Ollock's suggestion:
Just as a side note -- I don't have any historical background for it, but for Yeltax I built the Kedeke script starting with symbols for CV syllables that get arranged into blocks such that all but one of the symbols in the block (which can have up to three glyphs) will lose its vowel association. A similarly convoluted situation could work here -- one position is part of the onset + nucleus, another position is the coda, and clusters are resolved by breaking up the respective sub-blocks.
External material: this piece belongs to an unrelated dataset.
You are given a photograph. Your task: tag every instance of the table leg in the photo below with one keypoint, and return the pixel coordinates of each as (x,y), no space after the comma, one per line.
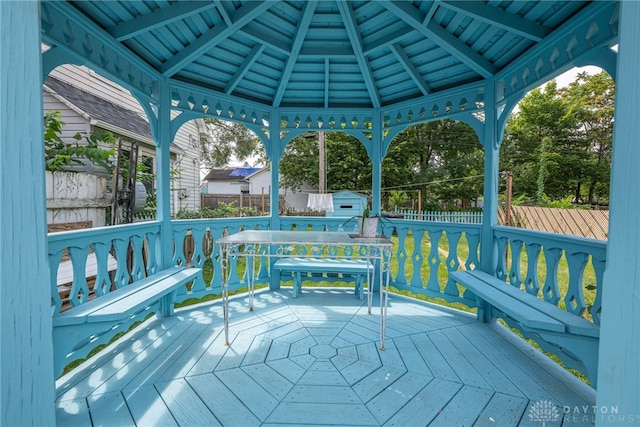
(224,264)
Might also make for a very backward phonological theory for a while.
Division of Labor
Ran's original proposal:
As far as division of labour and authoritativeness goes: The Japanese people are responsible and authoritative as to things like:
- which character fits each meaning best
- how a logogram or syllabogram should be pronounced in the original Japanese
- the mechanics of the Japanese writing system
- what each radical is generally used for
- what kind of character-design makes intuitive sense
The Ancient Greek people are responsible and authoritative as to things like:
- what the Ancient Greek morphemes mean
- the final say on how to design the Hellenograms and the Hellenographic script
- what radical to choose
- what phonetic to choose, and what principles should be used to assign phonetics to each Hellenogram
- (But please keep in mind that the designer of the script lives in the end of the Greek Dark Ages and would be literate in ONLY Japanese --- hence he would not know, say, what a phoneme is! So, please don't pull a hangul and dump the entire logographic script, that wouldn't be realistic nor fun at all =D)
Linear B
Yiuel mentions Linear B as another possible source of logograms and syllabograms.